Former students of Catholic secondary schools associate the name of Bishop Lyons with debating and public speaking competitions. The Bishop Lyons Shield has long been contested annually by Catholic high schools in the Christchurch Diocese.
But what about the bishop himself? Although an interesting character, it seems little is known of him today. Photographic portraits are of little use in revealing his true nature. Round, horn-rimmed spectacles dominate an enigmatic visage. He appears youthful, and rightly so – he was 41 when appointed bishop.
Bishop Lyons [Photographic Collection #92]

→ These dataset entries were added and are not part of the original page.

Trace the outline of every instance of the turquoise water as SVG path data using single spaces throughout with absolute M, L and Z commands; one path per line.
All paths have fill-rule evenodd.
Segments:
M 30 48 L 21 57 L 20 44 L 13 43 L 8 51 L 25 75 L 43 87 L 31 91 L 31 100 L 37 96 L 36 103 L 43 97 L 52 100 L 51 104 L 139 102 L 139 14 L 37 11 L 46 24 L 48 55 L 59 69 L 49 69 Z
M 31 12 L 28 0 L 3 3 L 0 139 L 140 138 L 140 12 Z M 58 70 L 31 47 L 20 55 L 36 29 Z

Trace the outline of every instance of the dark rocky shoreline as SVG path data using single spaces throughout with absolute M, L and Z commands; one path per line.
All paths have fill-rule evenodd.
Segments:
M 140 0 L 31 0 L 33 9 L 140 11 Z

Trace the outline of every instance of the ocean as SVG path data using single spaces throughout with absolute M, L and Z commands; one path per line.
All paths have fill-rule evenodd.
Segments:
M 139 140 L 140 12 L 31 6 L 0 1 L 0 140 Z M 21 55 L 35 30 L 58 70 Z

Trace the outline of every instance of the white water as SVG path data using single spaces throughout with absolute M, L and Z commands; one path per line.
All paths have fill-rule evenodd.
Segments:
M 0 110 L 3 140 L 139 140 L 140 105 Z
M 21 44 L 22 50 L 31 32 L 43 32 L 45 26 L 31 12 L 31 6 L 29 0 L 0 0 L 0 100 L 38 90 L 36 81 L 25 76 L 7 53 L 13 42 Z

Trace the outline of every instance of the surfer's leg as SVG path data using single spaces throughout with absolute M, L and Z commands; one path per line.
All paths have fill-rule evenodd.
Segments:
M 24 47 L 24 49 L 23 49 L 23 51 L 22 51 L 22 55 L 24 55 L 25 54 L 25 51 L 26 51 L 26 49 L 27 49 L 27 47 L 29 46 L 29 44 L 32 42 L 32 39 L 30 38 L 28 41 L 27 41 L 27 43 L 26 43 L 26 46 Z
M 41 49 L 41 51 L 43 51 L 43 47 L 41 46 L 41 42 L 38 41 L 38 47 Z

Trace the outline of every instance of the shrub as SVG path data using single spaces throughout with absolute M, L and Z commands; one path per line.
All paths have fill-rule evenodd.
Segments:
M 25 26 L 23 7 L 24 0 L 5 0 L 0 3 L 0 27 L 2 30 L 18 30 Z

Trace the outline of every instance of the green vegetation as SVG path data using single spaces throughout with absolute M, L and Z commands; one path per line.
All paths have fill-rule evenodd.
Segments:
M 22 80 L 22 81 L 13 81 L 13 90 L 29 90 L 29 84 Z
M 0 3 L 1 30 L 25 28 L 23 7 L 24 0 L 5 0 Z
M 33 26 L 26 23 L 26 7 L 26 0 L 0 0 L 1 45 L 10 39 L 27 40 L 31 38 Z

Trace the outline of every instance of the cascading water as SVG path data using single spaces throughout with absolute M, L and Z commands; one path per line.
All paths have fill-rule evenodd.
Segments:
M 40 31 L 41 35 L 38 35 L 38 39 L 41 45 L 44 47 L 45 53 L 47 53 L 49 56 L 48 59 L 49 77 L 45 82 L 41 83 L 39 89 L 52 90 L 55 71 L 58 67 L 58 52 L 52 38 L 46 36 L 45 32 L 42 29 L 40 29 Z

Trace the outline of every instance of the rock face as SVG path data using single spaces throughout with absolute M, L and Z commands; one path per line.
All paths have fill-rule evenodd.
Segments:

Melbourne-born Patrick Francis Lyons, Bishop of Christchurch from 1944 to 1950, was every bit an Australian. Hand-written reminiscences of him, penned by insider Monsignor Tom Liddy, are stored in the Christchurch Diocesan Archives. They reveal Bishop Lyons as committed but ambitious, a stickler for detail but with a caring attitude towards the troubled and unfortunate, unpopular with some people but comfortable with those who talked straight – the way Australians do!
The bishop used to remark how he loved visiting the West Coast because there he was closest to Australia. He was delighted to pick up some Australian radio stations on The Coast.
Liddy points out that Bishop Lyons longed to return to the land of his birth, even to the extent of lobbying Sydney’s Cardinal Gilroy for a position in his archdiocese.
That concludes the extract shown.